Factory in Mazandaran province, Iran

Sherkat-e Neka Chub (شركت نكاچوب) (Note: Also romanized as Sherkat-e Nekā Chūb; English: Neka Wood Company) is an industrial facility registered as an abadi in Miandorud-e Bozorg Rural District of the Central District in Miandorud County, Mazandaran province, Iran.

The company's activities include the exploitation of forests, the preparation and implementation of forestry plans, the establishment and operation of wood industry factories, and the production of wood products such as plain chipboard, melamine chipboard, plywood, veneer, and various types of boards.

==History==
Neka Chub was founded as a Joint-stock company in July 1969. The operation of the industrial factory began in 1973.

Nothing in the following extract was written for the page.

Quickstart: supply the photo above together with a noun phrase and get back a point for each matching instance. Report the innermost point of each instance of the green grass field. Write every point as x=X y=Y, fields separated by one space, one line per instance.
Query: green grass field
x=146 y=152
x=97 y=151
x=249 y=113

The factory's wooden furniture, door, and box-making production activities were abandoned in 2003 due to being unprofitable and uneconomical. The four main production lines went under maintenance in 2019 and restarted working in 2021.

==Demographics==
===Population===
At the time of the 2006 National Census, the locality's population was 363 in 91 households, when it was in the former Miandorud District of Sari County. The following census in 2011 counted 246 people in 67 households, by which time the district had been separated from the county in the establishment of Miandorud County. The rural district was transferred to the new Central District. The 2016 census measured the population of the locality as 176 people in 54 households.